How can something so innocent create something so scary? We couldn’t help shivering when we learnt that the Seaboard RISE was instrumental to the soundtrack for Halloween 2018, this season’s critically acclaimed horror sequel. We talked to Daniel Davies, the composer who worked with John Carpenter to rethink a soundtrack that has entered pop cultural history.
A childhood of horror
Daniel spent much of his youth around John Carpenter and horror films. His father Dave Davies and uncle were founding members of 60s British rock band The Kinks. John Carpenter, the visionary director behind The Thing, They Live and Halloween, was his godfather. Some of Daniel’s earliest memories were watching horror classics with John and his son Cody.
‘Even before I was making my own music I remember loving Wendy Carlos, Vangelis and the Bernard Herrmann scores for classic Hitchcock movies!’ he says.
Years later, when Daniel and Cody were both composers in their own right, they collaborated with John on Anthology — a record of John Carpenter movie themes — and toured the world performing it. Their most recent project has been creating the score for the latest installment in the Halloween series, in which Jamie Lee Curtis’ character returns to face off with slasher Michael Myers one more time.
A frightening challenge
John Carpenter composed his own themes for his own movies, despite having no prior musical training. His riff-driven parts and pioneering use of electronics have inspired generations of film and TV score makers ever since. So when the trio faced the challenge of updating a score as beloved as Halloween, it was more than a little terrifying.
‘We picked out a few themes from the movie, and then we figured out how we wanted to update them while staying true to the original,’ explains Daniel. While the minimal piano motif of the 1978 Halloween theme is ever-present in the new score, the three composers build up even more tension by incorporating eerily expressive strings and techno-inspired beats.
New controllers like the Seaboard RISE helped them update the instrumentation while staying true to the original. ‘The Seaboard makes you write and think differently. You watch the image [from the film] as you play and see if you’re helping the narrative move forward. It's just one great tool we used to help tell the Halloween story.’

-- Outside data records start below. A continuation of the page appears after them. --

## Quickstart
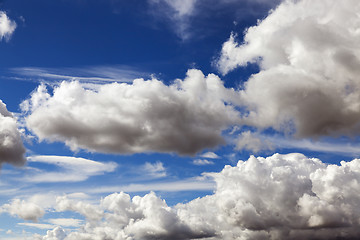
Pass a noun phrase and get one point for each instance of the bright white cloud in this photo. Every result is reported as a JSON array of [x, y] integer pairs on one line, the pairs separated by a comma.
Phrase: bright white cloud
[[23, 209], [7, 26], [279, 197], [201, 162], [309, 57], [11, 146], [72, 169], [252, 142], [66, 222], [156, 170], [145, 116]]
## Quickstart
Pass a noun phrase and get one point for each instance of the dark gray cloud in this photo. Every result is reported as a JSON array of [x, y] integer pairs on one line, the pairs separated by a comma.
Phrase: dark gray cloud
[[145, 116], [11, 146]]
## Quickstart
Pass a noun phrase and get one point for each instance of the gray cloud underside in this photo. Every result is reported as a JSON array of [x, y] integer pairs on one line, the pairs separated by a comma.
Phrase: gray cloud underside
[[279, 197], [144, 116]]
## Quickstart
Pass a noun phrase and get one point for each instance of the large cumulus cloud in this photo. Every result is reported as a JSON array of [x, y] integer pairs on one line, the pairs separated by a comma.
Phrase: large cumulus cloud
[[184, 117], [278, 197], [309, 57], [11, 146]]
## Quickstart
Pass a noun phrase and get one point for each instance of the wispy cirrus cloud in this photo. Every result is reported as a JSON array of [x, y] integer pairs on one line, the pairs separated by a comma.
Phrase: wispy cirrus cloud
[[71, 169]]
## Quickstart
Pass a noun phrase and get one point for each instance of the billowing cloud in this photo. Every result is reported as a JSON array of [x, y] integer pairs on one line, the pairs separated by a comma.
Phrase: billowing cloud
[[145, 116], [23, 209], [71, 169], [309, 57], [253, 142], [11, 146], [7, 26], [279, 197]]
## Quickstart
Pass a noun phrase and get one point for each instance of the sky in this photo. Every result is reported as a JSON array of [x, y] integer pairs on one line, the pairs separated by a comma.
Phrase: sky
[[179, 119]]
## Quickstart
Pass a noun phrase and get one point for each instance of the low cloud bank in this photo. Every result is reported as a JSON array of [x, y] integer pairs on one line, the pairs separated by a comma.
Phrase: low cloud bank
[[279, 197]]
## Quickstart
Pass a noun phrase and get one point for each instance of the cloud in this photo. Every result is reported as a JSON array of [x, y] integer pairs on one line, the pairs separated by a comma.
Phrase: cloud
[[180, 13], [72, 169], [11, 146], [7, 26], [278, 197], [23, 209], [211, 155], [309, 57], [253, 142], [202, 162], [145, 116], [155, 170]]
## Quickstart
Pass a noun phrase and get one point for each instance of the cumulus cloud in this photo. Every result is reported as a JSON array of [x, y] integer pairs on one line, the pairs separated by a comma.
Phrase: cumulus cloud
[[7, 26], [252, 142], [145, 116], [278, 197], [309, 57], [11, 146], [23, 209], [71, 169]]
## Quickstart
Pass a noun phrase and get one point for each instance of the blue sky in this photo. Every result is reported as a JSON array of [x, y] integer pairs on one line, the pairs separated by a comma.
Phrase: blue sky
[[141, 119]]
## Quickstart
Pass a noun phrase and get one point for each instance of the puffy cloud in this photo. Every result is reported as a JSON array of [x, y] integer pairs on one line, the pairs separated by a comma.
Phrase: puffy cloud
[[184, 117], [201, 162], [309, 57], [72, 169], [24, 209], [11, 146], [279, 197], [7, 26], [252, 142], [155, 170]]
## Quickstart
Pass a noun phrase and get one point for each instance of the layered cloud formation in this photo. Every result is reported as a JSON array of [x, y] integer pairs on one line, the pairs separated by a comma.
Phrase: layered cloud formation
[[309, 57], [7, 26], [279, 197], [185, 117], [11, 147]]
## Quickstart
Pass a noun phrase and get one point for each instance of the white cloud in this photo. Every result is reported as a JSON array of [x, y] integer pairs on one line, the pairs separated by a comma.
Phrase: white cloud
[[38, 225], [11, 146], [156, 170], [7, 26], [211, 155], [66, 222], [23, 209], [145, 116], [279, 197], [309, 56], [72, 169], [253, 142], [201, 162]]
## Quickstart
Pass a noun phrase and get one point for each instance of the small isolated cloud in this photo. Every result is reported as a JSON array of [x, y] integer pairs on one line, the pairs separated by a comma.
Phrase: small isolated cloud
[[65, 222], [278, 197], [252, 142], [12, 149], [145, 116], [71, 169], [309, 57], [202, 162], [7, 26], [23, 209], [211, 155], [155, 170]]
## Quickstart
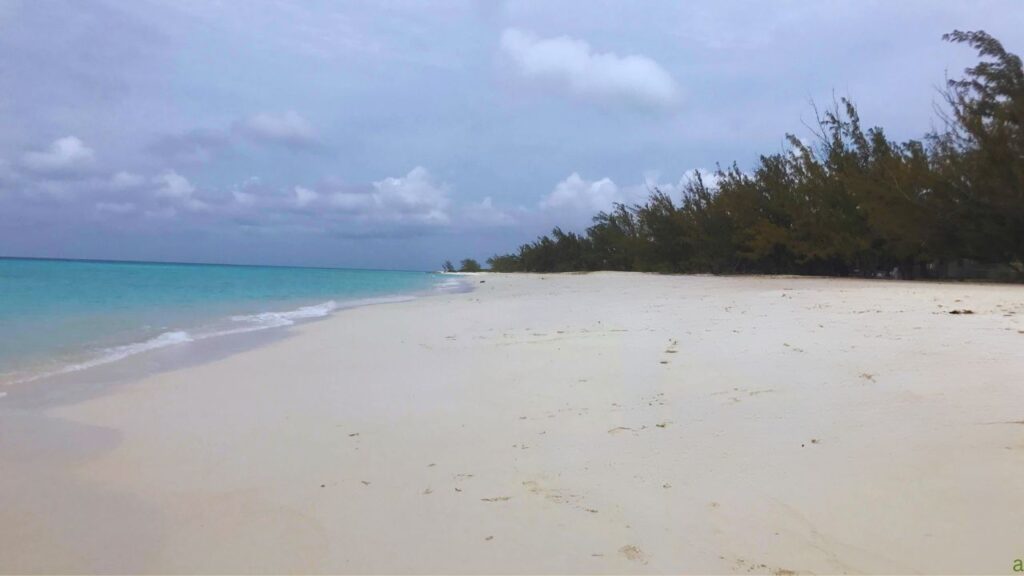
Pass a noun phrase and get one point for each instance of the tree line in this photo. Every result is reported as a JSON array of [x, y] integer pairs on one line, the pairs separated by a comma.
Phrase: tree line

Both the 'icier, more gothic and more textured' score — and the film itself — have already received rave reviews.
Alone in the dark
The Seaboard RISE and Equator were also essential ingredients in Daniel’s solo album Events Score (2018), a collection of cinematic soundscapes that paint their own dark and expansive imagery. ‘I used the Seaboard with Omnisphere for many tracks on the album. I also added Equator pads and rhythmic synth patterns, which I slowed down and distorted.’
Hear the hair-raising effect below:
Alongside the Seaboard, Daniel’s studio is also home to analogue synths such as the Moog Grandmother. ‘I like to escape the computer, twiddle knobs. I don’t want things to feel perfect with quantization. It’s important to find a good balance between a computer and a hardware synths.’ On tour his setup expands to include his electric guitar, the Roland System 1, Mopho X4 and an impressive array of effects pedals, from the Echo Park to the Bit Commander.
The power of music to create a mood is seldom more apparent than in horror movies (just try watching a climax scene on mute!). Today's budding horror film composers have a wealth of influential material to draw upon — not least from John Carpenter. They also have more expressive sound libraries and controllers to unleash their creativity.
We asked Daniel his advice for soundtrack composers starting out. ‘You have to discover your own style. Don’t worry too much about the technical side of what you’re doing. It’s all about the sound. Make it your own.’